Pertenecer a una comunidad, a un colectivo, es algo que siempre he llevado mal. Ir por libre, sin explicaciones, sin cadenas. Ser un lobo solitario. Lo evité siempre, para volver a caer con gusto en sus redes una y otra vez. Supongo que encerrarse en sí mismo tiene su atractivo —a pesar de todo—. Los videojuegos siempre han estado ahí, como una constante. La máquina y yo, solos, con algún escarceo cooperativo esporádico. El reto del hombre contra la máquina: divertido, desafiante. Manos, mente, vista, habilidad, historia, gestión. Muchas posibilidades encerradas en un cartucho, en un CD. Nunca tuve la necesidad de compartir mi pasión con nadie. Era algo raro en mi entorno, casi denostado. Yo también. «Pierdes el tiempo». Jamás pensé que alrededor del videojuego existiera una comunidad y mucho menos que alcanzase el volumen que tiene hoy en día. Poco a poco fui descubriendo el coleccionismo, la secta del branding, cómo se forja una identidad alrededor de una afición con pequeños y estúpidos matices. Ha calado hondo. ¿Soy parte de ellos? Supongo que sí. Pero no es suficiente. Como todo. ¿De verdad soy charro? ¿Leonés? ¿Migrante? ¿Jugador? Sí y no. El colectivo siempre tiende a la homogeneización. Creo que soy un jugador de madriguera porque el recuerdo nunca decepciona. No puedo decir lo mismo de todo lo demás. Es difícil explicarse sin crear etiquetas.

LoboSon líneas de corte pesimista, soy consciente de ello. ¿Pero acaso no es verdad? Todo lo que nos rodea está contaminado, vivimos envueltos en una atmósfera tóxica. Hoy la virtud radica en saber sortear los obstáculos, en apoyarnos de puntillas sobre los pequeños islotes que flotan en el fango. No importa lo que hagas, siempre acabarás salpicado. Vivir consiste en saber limpiarse la ropa y seguir adelante, evitando que el barro llegue a la cara. Con una sonrisa. Si las comunidades están compuestas por personas no pueden ser trigo limpio. Y ahora soy yo el que dice la frase que tanto me molestaba tiempo atrás: «pierdes el tiempo». El odio está en la calle, por lo que es inevitable que una comunidad erigida en torno a los videojuegos quede impune. El componente social inunda el ocio electrónico con un objetivo, quizá, inocente. Pero estamos podridos. Estamos obsesionados con crear un sentimiento de comunidad que orbite alrededor de cada título, y esto da como resultado una sociedad virtual, a imagen y semejanza de su referente analógico.
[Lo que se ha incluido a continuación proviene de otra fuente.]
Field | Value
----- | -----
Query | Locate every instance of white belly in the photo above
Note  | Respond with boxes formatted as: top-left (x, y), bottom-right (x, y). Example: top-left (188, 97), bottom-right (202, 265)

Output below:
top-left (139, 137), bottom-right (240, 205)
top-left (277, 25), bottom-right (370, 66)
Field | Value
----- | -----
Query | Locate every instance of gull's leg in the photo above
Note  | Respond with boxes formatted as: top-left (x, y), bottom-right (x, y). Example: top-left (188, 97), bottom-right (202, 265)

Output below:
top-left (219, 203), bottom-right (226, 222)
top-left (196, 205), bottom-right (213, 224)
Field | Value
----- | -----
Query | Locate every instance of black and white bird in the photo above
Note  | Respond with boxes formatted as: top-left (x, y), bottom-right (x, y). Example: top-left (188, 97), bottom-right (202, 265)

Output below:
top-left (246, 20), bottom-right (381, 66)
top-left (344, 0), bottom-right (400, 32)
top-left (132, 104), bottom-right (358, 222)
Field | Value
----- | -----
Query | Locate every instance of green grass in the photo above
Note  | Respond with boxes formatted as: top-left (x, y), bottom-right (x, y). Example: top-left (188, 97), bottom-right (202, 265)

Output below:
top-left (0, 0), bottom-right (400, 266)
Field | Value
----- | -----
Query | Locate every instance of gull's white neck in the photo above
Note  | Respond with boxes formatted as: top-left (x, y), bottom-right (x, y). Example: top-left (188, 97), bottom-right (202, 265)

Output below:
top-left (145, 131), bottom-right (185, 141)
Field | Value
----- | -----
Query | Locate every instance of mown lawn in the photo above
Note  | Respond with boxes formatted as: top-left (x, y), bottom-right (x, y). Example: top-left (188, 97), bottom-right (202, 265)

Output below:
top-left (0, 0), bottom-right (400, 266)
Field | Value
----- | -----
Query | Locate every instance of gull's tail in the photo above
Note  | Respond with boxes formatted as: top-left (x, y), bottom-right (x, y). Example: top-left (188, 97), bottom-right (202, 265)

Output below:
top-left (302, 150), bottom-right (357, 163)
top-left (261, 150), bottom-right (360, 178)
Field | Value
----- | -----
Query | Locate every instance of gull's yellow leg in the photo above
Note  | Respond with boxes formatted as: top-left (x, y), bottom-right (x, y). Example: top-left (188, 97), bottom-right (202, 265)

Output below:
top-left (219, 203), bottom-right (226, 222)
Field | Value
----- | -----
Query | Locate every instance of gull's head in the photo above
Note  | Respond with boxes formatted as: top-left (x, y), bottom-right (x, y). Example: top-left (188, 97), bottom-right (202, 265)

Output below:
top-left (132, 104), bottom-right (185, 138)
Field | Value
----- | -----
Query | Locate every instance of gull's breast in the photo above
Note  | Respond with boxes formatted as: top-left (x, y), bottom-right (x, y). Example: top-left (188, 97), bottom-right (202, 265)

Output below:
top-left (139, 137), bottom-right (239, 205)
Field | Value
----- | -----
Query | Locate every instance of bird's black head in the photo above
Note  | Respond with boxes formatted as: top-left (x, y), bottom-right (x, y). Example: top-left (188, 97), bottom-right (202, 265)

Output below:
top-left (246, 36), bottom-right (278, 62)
Descalificaciones gratuitas, broncas, pérdida de las formas se suceden de manera constante. Manipulación y escasa comprensión lectora. ¿No es lo que soportamos, al fin y al cabo, todos los días al salir a la calle? Prima la ley del más fuerte. Comportamientos que se retroalimentan, adorando a gigantes de bilis que llegan a ser líderes de opinión. Las ovejas necesitan de un pastor, dicen. Mentes adormecidas que huyen del click, y hasta que no despierten esto sólo puede ir a peor. ¿Y qué puedo hacer yo? Nadie escucha, sólo comenta. No se puede dialogar si una de las partes se niega a ello. ¿Combatir con sus mismas armas, con una afilada y dañina lengua de plata? Clavar puñales no tiene ningún sentido y menos si son por la espalda. ¿Derrocar al poder por la fuerza o resignarse a que lo hagan las nuevas generaciones mediante una educación proporcionada por la nuestra? ¿Pero no es eso una utopía? ¿Acaso se puede educar tal y como está el patio?

Ho Chi Minh

Corren tiempos difíciles para el jugador de madriguera. El ruido es tan fuerte que nos están obligando a salir de nuestro agujero para descubrir horrorizados en qué se ha convertido nuestra zona de confort. ¿O siempre fue así? ¿Ha sido mi vuelta al juego online, a los foros, a Twitter? ¿Cuál fue el día en que el mundo se fue a vivir a las orillas del Tormes? Ya no pertenecemos a ninguna parte. Nunca lo hicimos. Sólo espero que, al que igual que Salamanca, los videojuegos no sean mejores en el recuerdo, que sigan siendo algo tangible.

R. seguirá surcando los cielos de Vietnam hasta que se canse de ellos. Porque lo hará. Al igual que yo me cansaré de las gaitas y castillos. Una vez me dijeron que huía. Pero no. Sabemos que no importa el sitio al que vayamos, que en todos los sitios se cuecen habas. Es el ser humano. Somos sólo supervivencia, salvaguardando los recuerdos antes de que el odio los devore. El día que R. bailó con lobos volvieron los fantasmas. Quizá, nunca debería de haber salido de la madriguera. Bailar siempre se me dió mal.